Fremdheit durchzieht den Roman, der sich orientiert an der Belagerung von Lucknow

Fremdheit durchzieht den ganzen Roman, dessen Handlung sich an der echten Belagerung von Lucknow orientiert. Dort kam es zu erbitterten Kämpfen zwischen aufständischen Sepoy-Soldaten und den Briten. Und es breiteten sich in der belagerten Stadt, in der sich auch viele Zivilisten aufhielten, bald Hunger, Durst, Cholera und Ruhr aus. Mit letzter Kraft konnte Lucknow schließlich durch die Engländer befreit und die wenigen Überlebenden der Belagerung gerettet werden.

All das schildert Farrell in seinem sich über vier Teile unwiderstehlich steigernden Roman, immer getragen von jener einzigartigen Mixtur aus Präzision und dem, bei aller Eleganz und scheinbarer Sanftheit, fast zynischen Sarkasmus. Etwa, wenn die Verteidiger Kartätschen aus der Kanone abfeuern, die sie vorher mit "Steinen, Klappmessern, Stücken von Blitzableitern, Ketten, Nägeln, dem gepunzten Silberbesteck aus dem Esszimmer" und anderem gestopft haben. "Aber der größere Teil ihrer improvisierten Kartätsche war mit abgeschlagenen Marmorfragmenten von DER GEIST DER WISSENSCHAFT EROBERT UNWISSENHEIT UND VORURTEIL gefüllt."

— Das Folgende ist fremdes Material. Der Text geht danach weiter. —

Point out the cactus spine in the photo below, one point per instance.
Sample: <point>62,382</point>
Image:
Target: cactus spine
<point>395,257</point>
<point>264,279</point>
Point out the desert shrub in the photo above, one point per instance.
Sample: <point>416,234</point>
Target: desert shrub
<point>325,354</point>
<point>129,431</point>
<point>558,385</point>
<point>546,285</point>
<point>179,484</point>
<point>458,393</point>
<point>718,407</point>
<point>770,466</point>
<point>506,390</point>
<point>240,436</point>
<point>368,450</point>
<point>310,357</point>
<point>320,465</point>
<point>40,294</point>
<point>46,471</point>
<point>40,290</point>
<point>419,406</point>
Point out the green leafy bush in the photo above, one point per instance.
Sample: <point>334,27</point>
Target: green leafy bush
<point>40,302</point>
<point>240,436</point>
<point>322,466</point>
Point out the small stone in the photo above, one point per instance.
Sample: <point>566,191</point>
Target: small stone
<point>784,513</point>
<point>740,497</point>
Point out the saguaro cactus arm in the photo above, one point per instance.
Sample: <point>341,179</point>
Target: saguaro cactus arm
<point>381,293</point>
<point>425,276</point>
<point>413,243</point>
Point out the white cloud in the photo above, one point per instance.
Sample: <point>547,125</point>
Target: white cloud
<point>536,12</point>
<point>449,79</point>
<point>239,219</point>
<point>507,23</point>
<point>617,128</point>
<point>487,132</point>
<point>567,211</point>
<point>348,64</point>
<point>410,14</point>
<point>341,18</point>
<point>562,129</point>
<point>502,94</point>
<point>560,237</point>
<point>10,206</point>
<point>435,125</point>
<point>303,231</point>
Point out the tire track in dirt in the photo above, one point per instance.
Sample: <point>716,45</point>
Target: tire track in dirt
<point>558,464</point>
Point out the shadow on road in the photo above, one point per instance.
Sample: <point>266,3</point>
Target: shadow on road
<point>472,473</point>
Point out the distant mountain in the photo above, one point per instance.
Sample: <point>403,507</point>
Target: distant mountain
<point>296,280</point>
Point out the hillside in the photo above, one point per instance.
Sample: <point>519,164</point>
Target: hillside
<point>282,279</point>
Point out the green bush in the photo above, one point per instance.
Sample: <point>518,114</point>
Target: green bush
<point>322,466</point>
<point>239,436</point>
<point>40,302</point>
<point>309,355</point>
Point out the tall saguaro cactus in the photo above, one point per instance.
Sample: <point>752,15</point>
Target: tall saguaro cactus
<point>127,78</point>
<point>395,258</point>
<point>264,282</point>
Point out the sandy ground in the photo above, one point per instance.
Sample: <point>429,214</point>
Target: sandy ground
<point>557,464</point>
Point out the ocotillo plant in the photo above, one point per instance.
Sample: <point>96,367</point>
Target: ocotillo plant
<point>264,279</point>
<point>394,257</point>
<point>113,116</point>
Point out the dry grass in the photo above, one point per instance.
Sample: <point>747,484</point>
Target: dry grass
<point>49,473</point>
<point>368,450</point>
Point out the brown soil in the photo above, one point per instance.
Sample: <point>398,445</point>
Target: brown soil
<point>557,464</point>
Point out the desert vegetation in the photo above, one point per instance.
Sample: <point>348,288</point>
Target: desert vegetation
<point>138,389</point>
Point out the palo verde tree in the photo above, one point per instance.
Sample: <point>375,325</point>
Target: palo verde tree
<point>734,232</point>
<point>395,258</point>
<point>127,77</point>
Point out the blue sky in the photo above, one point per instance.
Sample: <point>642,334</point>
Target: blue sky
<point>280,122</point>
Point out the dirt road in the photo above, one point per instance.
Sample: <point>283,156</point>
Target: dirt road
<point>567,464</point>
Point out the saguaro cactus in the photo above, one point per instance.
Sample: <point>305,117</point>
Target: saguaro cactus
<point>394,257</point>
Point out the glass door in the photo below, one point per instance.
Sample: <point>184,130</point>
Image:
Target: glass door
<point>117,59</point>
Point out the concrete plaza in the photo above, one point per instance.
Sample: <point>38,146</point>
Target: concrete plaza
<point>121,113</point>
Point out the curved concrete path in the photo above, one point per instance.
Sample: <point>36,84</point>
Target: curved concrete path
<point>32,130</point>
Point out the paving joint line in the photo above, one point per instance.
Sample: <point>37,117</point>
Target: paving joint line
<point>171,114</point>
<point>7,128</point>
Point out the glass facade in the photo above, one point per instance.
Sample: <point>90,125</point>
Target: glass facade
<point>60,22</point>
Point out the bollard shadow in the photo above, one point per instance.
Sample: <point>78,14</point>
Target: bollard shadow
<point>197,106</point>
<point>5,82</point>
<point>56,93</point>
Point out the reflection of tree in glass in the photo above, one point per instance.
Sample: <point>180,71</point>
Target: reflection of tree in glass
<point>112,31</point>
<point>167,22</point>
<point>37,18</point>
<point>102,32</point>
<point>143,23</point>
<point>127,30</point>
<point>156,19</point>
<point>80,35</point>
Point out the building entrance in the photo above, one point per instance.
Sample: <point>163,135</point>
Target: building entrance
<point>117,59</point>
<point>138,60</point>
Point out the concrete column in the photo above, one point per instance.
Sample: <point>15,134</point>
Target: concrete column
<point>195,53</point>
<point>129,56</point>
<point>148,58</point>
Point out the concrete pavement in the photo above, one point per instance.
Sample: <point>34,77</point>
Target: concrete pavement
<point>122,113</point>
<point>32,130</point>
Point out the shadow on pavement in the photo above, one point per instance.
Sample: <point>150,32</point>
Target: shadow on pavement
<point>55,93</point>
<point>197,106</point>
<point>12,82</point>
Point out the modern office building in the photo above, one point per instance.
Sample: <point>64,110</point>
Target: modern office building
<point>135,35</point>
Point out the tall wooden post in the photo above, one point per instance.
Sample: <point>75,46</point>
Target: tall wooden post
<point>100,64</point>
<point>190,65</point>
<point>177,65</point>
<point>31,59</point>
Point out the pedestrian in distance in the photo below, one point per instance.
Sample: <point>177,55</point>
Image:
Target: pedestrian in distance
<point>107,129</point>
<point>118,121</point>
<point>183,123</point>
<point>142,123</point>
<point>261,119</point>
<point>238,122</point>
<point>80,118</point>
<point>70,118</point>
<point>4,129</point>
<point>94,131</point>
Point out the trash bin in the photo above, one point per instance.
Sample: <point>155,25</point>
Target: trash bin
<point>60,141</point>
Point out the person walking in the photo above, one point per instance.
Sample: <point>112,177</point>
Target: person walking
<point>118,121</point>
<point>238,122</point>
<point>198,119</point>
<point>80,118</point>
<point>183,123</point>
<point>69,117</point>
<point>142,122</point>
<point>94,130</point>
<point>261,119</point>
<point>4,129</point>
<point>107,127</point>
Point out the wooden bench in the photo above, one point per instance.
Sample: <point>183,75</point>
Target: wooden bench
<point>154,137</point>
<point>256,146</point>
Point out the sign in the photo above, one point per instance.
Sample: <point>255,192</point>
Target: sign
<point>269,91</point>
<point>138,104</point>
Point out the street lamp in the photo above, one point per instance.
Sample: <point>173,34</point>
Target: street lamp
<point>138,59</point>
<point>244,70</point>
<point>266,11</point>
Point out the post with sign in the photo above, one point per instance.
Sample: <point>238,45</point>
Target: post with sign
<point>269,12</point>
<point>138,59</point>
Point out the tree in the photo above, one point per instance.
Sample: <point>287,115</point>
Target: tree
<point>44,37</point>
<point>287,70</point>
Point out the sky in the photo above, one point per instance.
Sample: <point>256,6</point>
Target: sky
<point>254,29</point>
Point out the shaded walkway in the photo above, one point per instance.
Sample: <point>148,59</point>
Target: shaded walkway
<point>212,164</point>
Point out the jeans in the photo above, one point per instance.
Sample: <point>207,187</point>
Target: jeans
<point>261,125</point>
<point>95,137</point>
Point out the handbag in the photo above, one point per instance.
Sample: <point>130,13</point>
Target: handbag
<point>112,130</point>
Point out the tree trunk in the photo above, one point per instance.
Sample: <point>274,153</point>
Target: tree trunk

James Gordon Farrell (1935-1979) schildert in seiner "Empire Trilogy" den Niedergang des britischen Weltreichs. Zeichnung: Falk Nordmann

Dementsprechend erzielt der Schuss so furchtbare wie grausig komische Wirkung, wenn "Der GEIST DER WISSENSCHAFT einem mit grünem Turban den Rücken zerschmettert" hat, "andere niedergestreckt von Teelöffeln, von Fischmessern, von Murmeln" sind, oder einer "mit der in sein Gehirn eingedrungenen silbernen Zuckerzange" erledigt wird. Während wenigstens der Collector von Krishnapur (ein von Farrell erfundener Name) Mr. Hopkins von Beginn an die Anzeichen für die Rebellion ernst nimmt und Befestigungsarbeiten anweist, die von seinen Landsleuten mitleidig belächelt werden, verharren Fleury, Louise und andere aus dem Panoptikum der Amtsträger und Zivilisten in ihren Kolonialvorstellungen: hier sie, die Vertreter der leuchtenden victorianischen Zivilisation, die die Great Exhibition im Londoner Kristallpalast ermöglicht hat; dort diese merkwürdigen, unverständigen, weil weder Aufklärung noch christlicher Mission zugänglichen Eingeborenen eines rätselhaften heißen Landes, das in nichts an England erinnert.

Glücklicherweise versucht Farrell nie, die Perspektive zu ändern, Indien ist fremd. Also gibt es keine pseudoindische Sicht, die Sepoy sind unindividuelle Menge. Selbst Hari, Sohn des Maharadscha von Krishnapur, der die Technik der Daguerreotypie beherrscht, bleibt im Vagen. Farrell beobachtet die Engländer aus der Mitte des 19. Jahrhunderts, wie sie sich in ihrem Empire so überlegen fühlten und benahmen. Es ist der entlarvende Blick des Nachgeborenen, der weiß, wie töricht und brutal diese Weltsicht war und wie blutig, dabei burlesk und lächerlich sie zerfiel.

James Gordon Farrell: Die Belagerung von Krishnapur. Aus dem Englischen von Grete Osterwald. Mit einem Nachwort von Pankaj Mishra. Verlag Matthes & Seitz, Berlin 2015. 478 Seiten, 24,90 Euro. E-Book 19,99 Euro.